The Assad regime has laid siege to various rebel-held enclaves in an effort to broker local ceasefires or to negotiate the removal of fighters and their supporters and families, largely to rebel-held Idlib, which hosts a variety of anti-regime forces, including Islamist groups.
For the Assad regime, concentrating as many non-ISIS opposition groups in Idlib offers the practical benefits of concentrating your opponents in one area, and of constructing the narrative in which all opposition groups are connected in some way to armed Islamist groups either ideologically, transactionally or geographically. And given that the term 'moderate rebel' lost whatever accuracy it had years ago, it suits the regime's purpose to co-locate as many armed groups as possible and to tar them all with the Islamist brush.
Population displacement is a natural consequence of conflict, and forced displacement may constitute a war crime. But regardless of the purpose of population transfers, or how permanent it is designed to be, it is often in the post-conflict phase that long-term problems present themselves, with displaced peoples returning home to try to re-establish themselves.
Indeed, the ability of people to return to their homes is a foundational measure of long-term post-conflict stability. Such moves would be difficult even in societies in which it easy to prove ownership of property, but after years of war in which personal and government-held land records will have been destroyed (and where the land registration system was less than perfect in the first place), the problems of trying to turn the property clock back to where it was prior to the civil war are readily apparent. The ability of people to prove that land from which they were displaced is actually theirs is far from assured for a number of reasons, so the issue of land ownership is sure to feature as a key source of internal friction for years after the conclusion of hostilities.
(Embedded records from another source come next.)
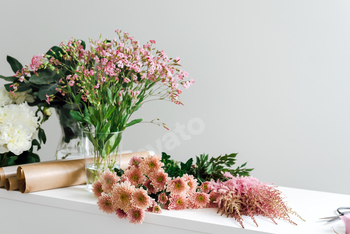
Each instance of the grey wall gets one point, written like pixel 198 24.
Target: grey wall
pixel 272 78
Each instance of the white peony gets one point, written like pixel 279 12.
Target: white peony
pixel 18 126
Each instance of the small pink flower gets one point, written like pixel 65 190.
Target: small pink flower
pixel 205 187
pixel 97 188
pixel 177 202
pixel 140 199
pixel 120 213
pixel 135 161
pixel 105 203
pixel 108 179
pixel 159 179
pixel 48 99
pixel 149 187
pixel 136 215
pixel 191 182
pixel 121 195
pixel 157 209
pixel 162 198
pixel 198 200
pixel 134 176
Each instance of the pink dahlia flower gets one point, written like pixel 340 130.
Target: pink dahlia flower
pixel 105 203
pixel 140 199
pixel 97 188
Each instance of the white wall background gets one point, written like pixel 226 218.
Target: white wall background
pixel 272 77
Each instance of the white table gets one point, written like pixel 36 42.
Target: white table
pixel 74 210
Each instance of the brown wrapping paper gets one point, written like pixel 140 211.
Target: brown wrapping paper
pixel 6 172
pixel 44 176
pixel 11 183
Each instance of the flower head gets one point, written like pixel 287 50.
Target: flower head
pixel 121 195
pixel 105 203
pixel 140 199
pixel 97 188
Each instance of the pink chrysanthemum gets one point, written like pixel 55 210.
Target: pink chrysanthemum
pixel 205 187
pixel 136 215
pixel 213 199
pixel 135 161
pixel 105 203
pixel 121 195
pixel 134 176
pixel 157 209
pixel 151 164
pixel 177 186
pixel 191 182
pixel 177 202
pixel 97 188
pixel 198 200
pixel 149 187
pixel 159 180
pixel 162 198
pixel 140 199
pixel 108 179
pixel 121 214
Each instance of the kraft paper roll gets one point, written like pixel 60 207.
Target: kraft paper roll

If that wasn't bad enough, agricultural land availability and use, already an issue pre-uprising due to an extended drought, will be another thorny problem. The regime understood prior to the war that food security was an issue, but the conflict has had a devastating impact on the rural economy, with a recent UN Food and Agriculture Organization report estimating the war had cost the agriculture sector US$16 billion in lost production and would require US$10-17 billion in investment to get it back to pre-war status. With this in mind, the fact that Damascus has already given away 50 hectares (50 square km) of farming land to Iran as part of the deals that it has been forced to cut with Russia and Iran to ensure the regime's survival shows the weakness of Damascus' hand.